# Setting up a 10 gallon Saltwater Tank?



## small fry (Oct 14, 2010)

Hey guys.

There is a possibility that I will be getting 2 clownfish in the very near future. A possibility. If I do get these 2 clownfish (which I do not have alot of information about yet), then I am going to need to move my 2 Damselfish out of my 30 gallon Saltwater tank.

I will not kill the fish no matter how this all goes down. I will either take the Damsels to my LFS (like my original plan), or I will give them to my brother who doesn't have any Saltwater experience. Here is my question. If my brother got these fish from me, he wouid put them in a 10 gallon tank. I am wondering what kind of filtration he would need for the 10 gallon tank for it to be good enough for the Damselfish. Kind of like a minimum setuo.

What do you guys think? I may just take the Damsels to the LFS, or I may not even get the Clownfish to begin with, but I am wanting to know ahead of time.

Thanks guys!

small fry,


----------



## bettababy (Oct 12, 2006)

2 damsels in a 10 gallon tank, if they are very small, would be temporary. Most species of damsels get quite large (3 - 5 inches) at full grown. It would help to know what species of damsels they are??

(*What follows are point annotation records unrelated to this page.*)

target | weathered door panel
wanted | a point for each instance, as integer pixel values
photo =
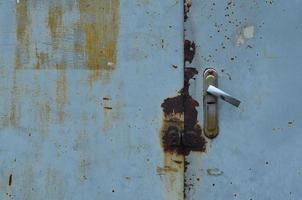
(255, 47)
(82, 83)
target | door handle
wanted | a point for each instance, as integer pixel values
(211, 93)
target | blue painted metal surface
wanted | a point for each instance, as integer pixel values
(255, 46)
(81, 85)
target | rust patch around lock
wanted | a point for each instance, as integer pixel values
(22, 34)
(180, 111)
(189, 51)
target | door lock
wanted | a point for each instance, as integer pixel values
(211, 93)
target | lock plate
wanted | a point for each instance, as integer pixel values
(210, 104)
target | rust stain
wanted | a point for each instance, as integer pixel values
(55, 24)
(166, 169)
(189, 51)
(99, 20)
(14, 114)
(22, 34)
(10, 180)
(180, 111)
(187, 7)
(44, 116)
(42, 59)
(61, 93)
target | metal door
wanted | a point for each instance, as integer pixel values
(82, 83)
(255, 47)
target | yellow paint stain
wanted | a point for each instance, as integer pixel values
(42, 58)
(99, 20)
(61, 93)
(55, 24)
(22, 34)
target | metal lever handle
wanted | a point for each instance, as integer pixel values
(223, 95)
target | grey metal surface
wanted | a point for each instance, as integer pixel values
(256, 48)
(81, 85)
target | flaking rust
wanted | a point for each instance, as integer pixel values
(180, 112)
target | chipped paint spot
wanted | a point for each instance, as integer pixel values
(55, 24)
(22, 34)
(243, 34)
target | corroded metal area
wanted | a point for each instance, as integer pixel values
(80, 111)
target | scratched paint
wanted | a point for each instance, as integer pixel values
(99, 19)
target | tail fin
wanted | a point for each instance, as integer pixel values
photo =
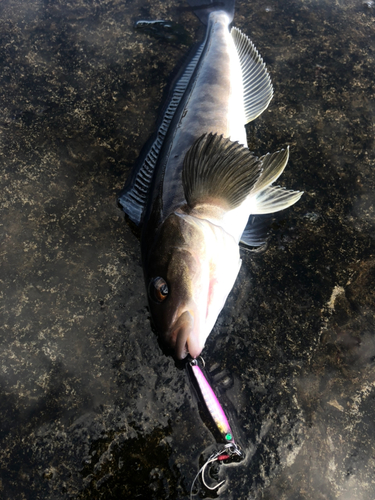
(203, 8)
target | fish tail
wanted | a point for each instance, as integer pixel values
(203, 8)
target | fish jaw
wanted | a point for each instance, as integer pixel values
(199, 262)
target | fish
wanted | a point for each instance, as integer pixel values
(197, 187)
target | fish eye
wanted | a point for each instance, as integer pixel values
(158, 289)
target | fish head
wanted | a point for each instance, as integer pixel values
(188, 279)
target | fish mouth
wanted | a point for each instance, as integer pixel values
(181, 332)
(183, 338)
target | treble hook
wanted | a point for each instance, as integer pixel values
(229, 450)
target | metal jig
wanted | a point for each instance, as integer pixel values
(230, 449)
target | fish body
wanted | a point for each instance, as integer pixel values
(195, 188)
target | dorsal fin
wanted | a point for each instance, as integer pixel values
(219, 171)
(257, 86)
(133, 197)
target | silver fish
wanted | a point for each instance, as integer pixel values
(195, 188)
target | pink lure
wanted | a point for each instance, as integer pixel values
(212, 404)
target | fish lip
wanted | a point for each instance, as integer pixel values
(180, 333)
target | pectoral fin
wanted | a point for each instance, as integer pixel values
(219, 171)
(274, 199)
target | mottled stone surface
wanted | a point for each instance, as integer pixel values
(91, 408)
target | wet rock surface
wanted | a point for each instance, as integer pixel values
(91, 407)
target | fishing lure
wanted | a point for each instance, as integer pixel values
(230, 449)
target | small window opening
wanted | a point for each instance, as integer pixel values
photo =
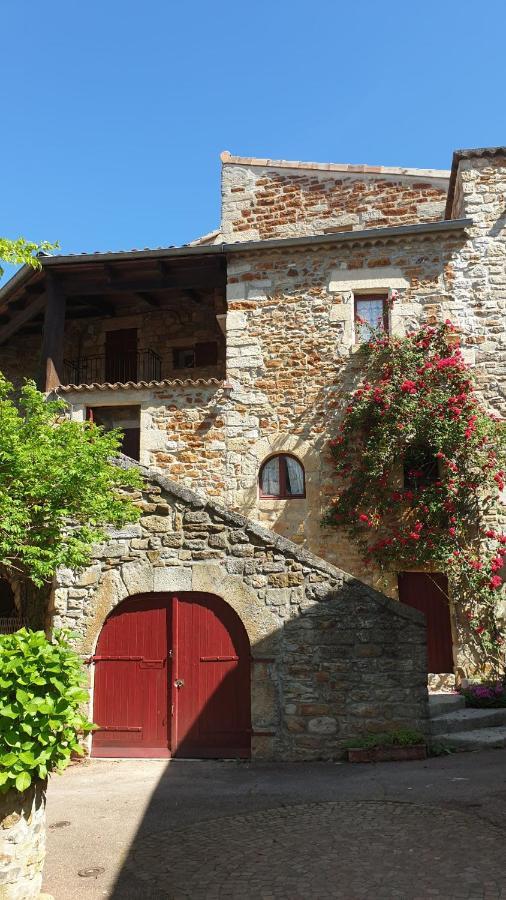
(420, 467)
(126, 418)
(371, 313)
(202, 354)
(7, 604)
(282, 478)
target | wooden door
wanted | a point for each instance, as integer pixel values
(121, 355)
(131, 680)
(211, 679)
(428, 592)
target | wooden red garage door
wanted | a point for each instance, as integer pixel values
(212, 679)
(428, 592)
(172, 676)
(130, 697)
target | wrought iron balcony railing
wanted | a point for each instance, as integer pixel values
(10, 624)
(143, 365)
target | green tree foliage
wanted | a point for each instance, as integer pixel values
(58, 485)
(41, 692)
(20, 251)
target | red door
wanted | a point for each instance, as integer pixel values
(211, 678)
(131, 680)
(163, 660)
(428, 592)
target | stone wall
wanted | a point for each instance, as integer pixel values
(332, 658)
(266, 198)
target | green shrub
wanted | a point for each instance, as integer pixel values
(402, 737)
(41, 692)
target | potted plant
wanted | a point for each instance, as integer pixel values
(485, 695)
(402, 744)
(41, 692)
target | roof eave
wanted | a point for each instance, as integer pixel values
(225, 249)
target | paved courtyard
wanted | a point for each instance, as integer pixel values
(152, 829)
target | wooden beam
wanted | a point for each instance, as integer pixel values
(51, 355)
(98, 306)
(146, 297)
(177, 281)
(22, 317)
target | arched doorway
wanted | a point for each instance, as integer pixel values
(428, 593)
(172, 678)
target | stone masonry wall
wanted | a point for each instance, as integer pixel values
(332, 658)
(277, 199)
(291, 357)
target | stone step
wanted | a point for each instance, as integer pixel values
(479, 739)
(467, 720)
(444, 703)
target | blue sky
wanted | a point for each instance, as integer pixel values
(114, 112)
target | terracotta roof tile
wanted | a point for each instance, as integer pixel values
(139, 385)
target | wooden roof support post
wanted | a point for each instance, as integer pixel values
(51, 355)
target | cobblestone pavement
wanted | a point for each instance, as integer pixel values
(153, 830)
(324, 850)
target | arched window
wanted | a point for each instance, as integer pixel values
(282, 478)
(420, 466)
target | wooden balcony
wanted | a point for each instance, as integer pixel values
(134, 366)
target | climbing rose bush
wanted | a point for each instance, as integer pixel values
(418, 399)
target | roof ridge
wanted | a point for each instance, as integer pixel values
(227, 158)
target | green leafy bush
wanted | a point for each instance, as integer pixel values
(41, 692)
(59, 488)
(402, 737)
(486, 695)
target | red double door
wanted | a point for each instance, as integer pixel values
(172, 678)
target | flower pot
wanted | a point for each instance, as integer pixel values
(22, 842)
(387, 754)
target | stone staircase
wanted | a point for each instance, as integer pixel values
(458, 728)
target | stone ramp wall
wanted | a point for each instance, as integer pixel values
(331, 657)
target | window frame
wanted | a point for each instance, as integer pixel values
(368, 295)
(431, 471)
(283, 494)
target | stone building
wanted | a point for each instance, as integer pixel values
(226, 362)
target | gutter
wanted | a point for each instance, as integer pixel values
(272, 243)
(226, 249)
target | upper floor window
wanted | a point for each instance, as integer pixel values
(420, 467)
(282, 477)
(371, 313)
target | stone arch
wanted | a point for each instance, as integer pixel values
(141, 577)
(262, 626)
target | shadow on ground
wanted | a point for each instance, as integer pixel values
(240, 830)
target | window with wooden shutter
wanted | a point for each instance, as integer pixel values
(206, 354)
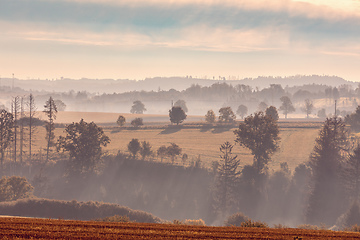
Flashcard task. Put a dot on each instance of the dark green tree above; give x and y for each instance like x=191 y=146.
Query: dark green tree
x=262 y=106
x=210 y=117
x=242 y=111
x=134 y=146
x=145 y=150
x=272 y=112
x=6 y=132
x=182 y=104
x=14 y=187
x=226 y=114
x=177 y=115
x=326 y=200
x=162 y=152
x=354 y=120
x=50 y=110
x=352 y=173
x=226 y=180
x=137 y=122
x=286 y=106
x=138 y=107
x=308 y=107
x=173 y=150
x=260 y=134
x=83 y=142
x=121 y=121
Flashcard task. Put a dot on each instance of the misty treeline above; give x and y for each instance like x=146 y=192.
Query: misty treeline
x=322 y=190
x=219 y=94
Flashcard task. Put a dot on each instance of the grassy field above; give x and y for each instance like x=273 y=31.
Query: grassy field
x=27 y=228
x=196 y=140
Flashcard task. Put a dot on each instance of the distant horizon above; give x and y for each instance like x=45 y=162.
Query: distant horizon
x=138 y=39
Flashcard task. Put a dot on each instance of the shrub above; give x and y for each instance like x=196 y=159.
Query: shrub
x=236 y=219
x=250 y=223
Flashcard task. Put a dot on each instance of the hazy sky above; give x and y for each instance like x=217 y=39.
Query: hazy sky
x=137 y=39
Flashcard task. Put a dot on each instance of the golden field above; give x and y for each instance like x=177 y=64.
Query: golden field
x=195 y=140
x=28 y=228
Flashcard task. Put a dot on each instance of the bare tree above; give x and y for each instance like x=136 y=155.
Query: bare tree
x=6 y=132
x=50 y=110
x=308 y=107
x=15 y=106
x=32 y=112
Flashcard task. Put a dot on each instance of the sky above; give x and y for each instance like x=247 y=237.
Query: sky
x=98 y=39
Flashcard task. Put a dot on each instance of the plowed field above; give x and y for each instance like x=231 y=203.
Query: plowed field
x=26 y=228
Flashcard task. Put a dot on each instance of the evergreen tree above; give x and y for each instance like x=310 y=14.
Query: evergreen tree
x=50 y=110
x=226 y=180
x=326 y=201
x=6 y=132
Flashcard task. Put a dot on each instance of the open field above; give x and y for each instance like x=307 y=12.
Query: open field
x=27 y=228
x=196 y=140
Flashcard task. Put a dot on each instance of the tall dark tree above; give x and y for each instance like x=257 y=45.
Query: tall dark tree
x=177 y=115
x=50 y=110
x=134 y=146
x=162 y=152
x=260 y=134
x=138 y=107
x=272 y=112
x=32 y=114
x=308 y=107
x=173 y=150
x=242 y=111
x=286 y=106
x=226 y=180
x=15 y=106
x=262 y=106
x=6 y=132
x=354 y=120
x=83 y=142
x=210 y=117
x=121 y=120
x=226 y=114
x=137 y=122
x=145 y=150
x=182 y=104
x=326 y=201
x=352 y=173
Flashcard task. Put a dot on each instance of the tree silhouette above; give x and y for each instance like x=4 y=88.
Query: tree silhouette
x=210 y=117
x=262 y=106
x=308 y=107
x=137 y=122
x=177 y=115
x=226 y=179
x=326 y=197
x=226 y=114
x=182 y=104
x=286 y=105
x=138 y=107
x=83 y=142
x=272 y=112
x=145 y=150
x=260 y=134
x=134 y=146
x=50 y=110
x=6 y=132
x=121 y=121
x=162 y=152
x=173 y=150
x=242 y=111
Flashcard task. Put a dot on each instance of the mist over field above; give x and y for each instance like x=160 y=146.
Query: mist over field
x=221 y=113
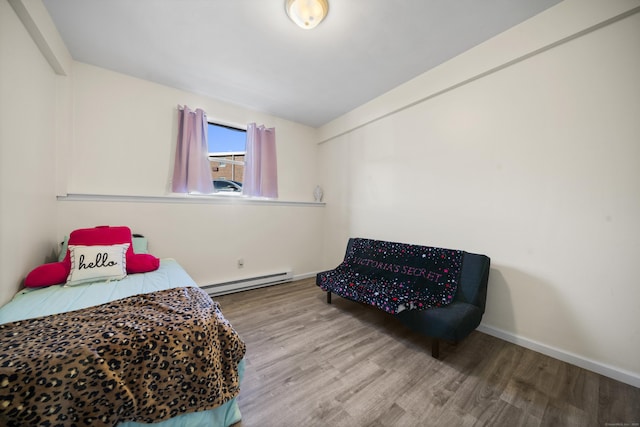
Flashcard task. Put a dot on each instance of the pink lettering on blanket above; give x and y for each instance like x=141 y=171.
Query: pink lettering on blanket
x=395 y=276
x=398 y=268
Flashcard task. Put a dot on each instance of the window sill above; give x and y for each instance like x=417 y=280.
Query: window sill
x=222 y=199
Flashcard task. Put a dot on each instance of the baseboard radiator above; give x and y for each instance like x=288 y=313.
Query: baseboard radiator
x=246 y=284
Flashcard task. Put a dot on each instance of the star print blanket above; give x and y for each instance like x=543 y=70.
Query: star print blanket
x=395 y=276
x=144 y=358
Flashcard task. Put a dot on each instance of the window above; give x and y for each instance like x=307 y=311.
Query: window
x=226 y=156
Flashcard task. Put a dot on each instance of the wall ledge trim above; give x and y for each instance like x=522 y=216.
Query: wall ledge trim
x=188 y=198
x=613 y=372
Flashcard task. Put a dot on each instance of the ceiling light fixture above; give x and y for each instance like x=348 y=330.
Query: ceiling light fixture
x=307 y=14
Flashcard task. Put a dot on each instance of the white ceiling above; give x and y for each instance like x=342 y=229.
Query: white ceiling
x=247 y=52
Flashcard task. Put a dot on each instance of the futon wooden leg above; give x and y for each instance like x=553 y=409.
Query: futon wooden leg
x=435 y=348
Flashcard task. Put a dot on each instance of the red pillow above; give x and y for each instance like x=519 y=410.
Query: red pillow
x=47 y=275
x=141 y=263
x=57 y=272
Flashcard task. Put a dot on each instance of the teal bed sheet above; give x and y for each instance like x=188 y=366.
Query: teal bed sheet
x=36 y=302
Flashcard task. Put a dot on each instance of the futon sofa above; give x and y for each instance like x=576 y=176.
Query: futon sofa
x=440 y=293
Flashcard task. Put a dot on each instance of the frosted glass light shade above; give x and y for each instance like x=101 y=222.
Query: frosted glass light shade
x=307 y=13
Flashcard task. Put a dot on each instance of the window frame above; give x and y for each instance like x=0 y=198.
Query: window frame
x=213 y=157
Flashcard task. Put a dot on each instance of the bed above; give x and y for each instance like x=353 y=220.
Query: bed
x=150 y=348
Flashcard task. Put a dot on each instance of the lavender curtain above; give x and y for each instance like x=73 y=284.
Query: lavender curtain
x=261 y=169
x=192 y=170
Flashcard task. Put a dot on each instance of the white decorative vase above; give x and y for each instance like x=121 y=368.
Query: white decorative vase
x=318 y=193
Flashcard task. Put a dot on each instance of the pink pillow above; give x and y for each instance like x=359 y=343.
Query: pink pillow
x=47 y=275
x=142 y=263
x=57 y=272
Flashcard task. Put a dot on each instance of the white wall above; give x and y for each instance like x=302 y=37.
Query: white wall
x=124 y=132
x=536 y=165
x=129 y=126
x=28 y=134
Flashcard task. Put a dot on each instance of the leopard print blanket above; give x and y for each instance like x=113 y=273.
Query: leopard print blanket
x=145 y=358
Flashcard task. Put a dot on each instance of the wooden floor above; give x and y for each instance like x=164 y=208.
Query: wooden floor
x=345 y=364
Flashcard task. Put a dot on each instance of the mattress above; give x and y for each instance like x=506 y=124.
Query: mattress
x=37 y=302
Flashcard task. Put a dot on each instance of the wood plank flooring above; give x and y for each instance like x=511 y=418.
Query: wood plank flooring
x=346 y=364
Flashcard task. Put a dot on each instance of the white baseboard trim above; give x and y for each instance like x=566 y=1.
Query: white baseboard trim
x=621 y=375
x=305 y=275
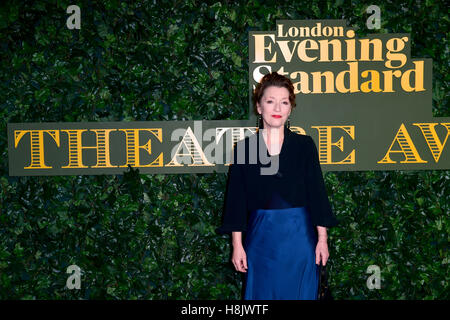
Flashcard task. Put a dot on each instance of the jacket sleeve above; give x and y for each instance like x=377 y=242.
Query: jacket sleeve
x=235 y=206
x=317 y=198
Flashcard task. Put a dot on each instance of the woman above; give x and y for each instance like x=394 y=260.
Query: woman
x=284 y=215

The other warning is the 10 gallon tank... keeping a saltwater environment stable in 10 gallons is very difficult (and time consuming) and not something I would suggest for a beginner.


----------



## small fry (Oct 14, 2010)

Good points. My brother is pretty responsible when it comes to water changes, but he really don't have any saltwater experience.

Well, the Clowns I was going to get died in the care of the owner. Oh well. I forgot to mention that the Damsels are a Humbug (aka 3 stripe), and a Blue Devil (aka "blue") damselfish. Maybe abit much for someone who doesn't have alot of personal experience. I wouldn't stock a tank more than that, though, if it were me taking care of the fish.

Anyway, if this happends again, I believe I can get my LFS to take them now. I ran in for another visit today, and it seems like I am becoming more and more valued as a customer, as hard as that is to believe. I could go on and on about how much I love my LFS, but for now I will not.

Thank you bettababy for your imput!


----------